While he enjoyed working to spec in the world of commercial photography, it left little room for a personal visual expression. After a ten year break from photography, he started taking pictures again but this time purely for himself. During six monthsÂ’ travels in the Australian outback, the brilliant light and stark nature of that country set him on a path to his own visual language.
Since a photograph is inevitably an abstraction of its object, he decided to seek out those elements which can be readily contained in a picture. He defines these as the elements which a person can perceive with only one eye open and no other senses, for such a creature is the camera. He calls them the natural picture elements:

Light, Color, Form and Texture

Such a picture is not a representation of its object or an attempt to duplicate it but an interpretation of it.

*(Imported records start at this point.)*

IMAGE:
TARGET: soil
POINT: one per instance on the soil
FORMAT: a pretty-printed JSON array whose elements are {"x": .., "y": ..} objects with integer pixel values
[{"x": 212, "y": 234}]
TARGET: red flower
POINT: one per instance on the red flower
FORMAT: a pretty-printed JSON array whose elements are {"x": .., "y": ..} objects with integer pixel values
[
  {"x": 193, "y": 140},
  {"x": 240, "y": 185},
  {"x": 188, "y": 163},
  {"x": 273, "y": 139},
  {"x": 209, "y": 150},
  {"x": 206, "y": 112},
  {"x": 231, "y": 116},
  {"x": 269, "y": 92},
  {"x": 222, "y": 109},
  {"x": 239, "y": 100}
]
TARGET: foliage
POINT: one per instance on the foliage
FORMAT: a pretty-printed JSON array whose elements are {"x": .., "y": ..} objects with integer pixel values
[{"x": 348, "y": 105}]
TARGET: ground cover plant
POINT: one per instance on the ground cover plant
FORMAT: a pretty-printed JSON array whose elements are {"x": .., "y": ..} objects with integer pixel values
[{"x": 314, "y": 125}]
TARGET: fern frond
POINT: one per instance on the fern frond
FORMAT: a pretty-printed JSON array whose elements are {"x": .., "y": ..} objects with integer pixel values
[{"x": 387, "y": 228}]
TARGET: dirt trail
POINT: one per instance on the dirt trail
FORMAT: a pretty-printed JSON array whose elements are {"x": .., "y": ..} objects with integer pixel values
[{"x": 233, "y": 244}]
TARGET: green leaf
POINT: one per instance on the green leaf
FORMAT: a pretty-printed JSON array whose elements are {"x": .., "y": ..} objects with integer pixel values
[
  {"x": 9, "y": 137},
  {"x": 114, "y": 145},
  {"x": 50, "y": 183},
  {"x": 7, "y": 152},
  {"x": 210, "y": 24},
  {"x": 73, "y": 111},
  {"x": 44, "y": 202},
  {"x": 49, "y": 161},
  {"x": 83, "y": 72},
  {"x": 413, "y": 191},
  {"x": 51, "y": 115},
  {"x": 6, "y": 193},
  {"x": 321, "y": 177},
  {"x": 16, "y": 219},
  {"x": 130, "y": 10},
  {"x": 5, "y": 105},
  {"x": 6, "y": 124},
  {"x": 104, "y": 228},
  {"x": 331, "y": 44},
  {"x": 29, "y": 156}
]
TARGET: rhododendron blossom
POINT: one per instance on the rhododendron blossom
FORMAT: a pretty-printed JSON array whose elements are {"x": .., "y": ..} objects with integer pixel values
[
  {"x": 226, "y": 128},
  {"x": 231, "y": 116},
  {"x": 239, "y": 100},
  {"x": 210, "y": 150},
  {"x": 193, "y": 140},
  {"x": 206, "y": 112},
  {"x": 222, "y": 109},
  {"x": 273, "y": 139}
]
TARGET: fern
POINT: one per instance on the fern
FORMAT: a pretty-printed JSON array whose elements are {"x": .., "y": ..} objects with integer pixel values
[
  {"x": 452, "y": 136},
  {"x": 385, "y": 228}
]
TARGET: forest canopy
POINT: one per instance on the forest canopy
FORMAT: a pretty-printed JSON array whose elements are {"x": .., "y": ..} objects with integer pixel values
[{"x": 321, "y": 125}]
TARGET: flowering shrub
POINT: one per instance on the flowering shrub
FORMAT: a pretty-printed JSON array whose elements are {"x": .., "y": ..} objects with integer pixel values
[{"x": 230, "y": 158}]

Most importantly, it is open to further interpretation by the viewer who then becomes an active part of the creative process.

Ole Henriksen's pictures, apart from a brief title, are generally not identified as to subject matter or location. To him, the subject transforms into light, color, form and texture and entirely breaks its bonds with the objective world even before the image passes the lens.

Sometimes recognizable, but often not, his pictures are meant to be what you, the viewer, think they are. He combines this imaginative approach with a devotion to such classic photographic virtues as sharpness, detail and tonal range.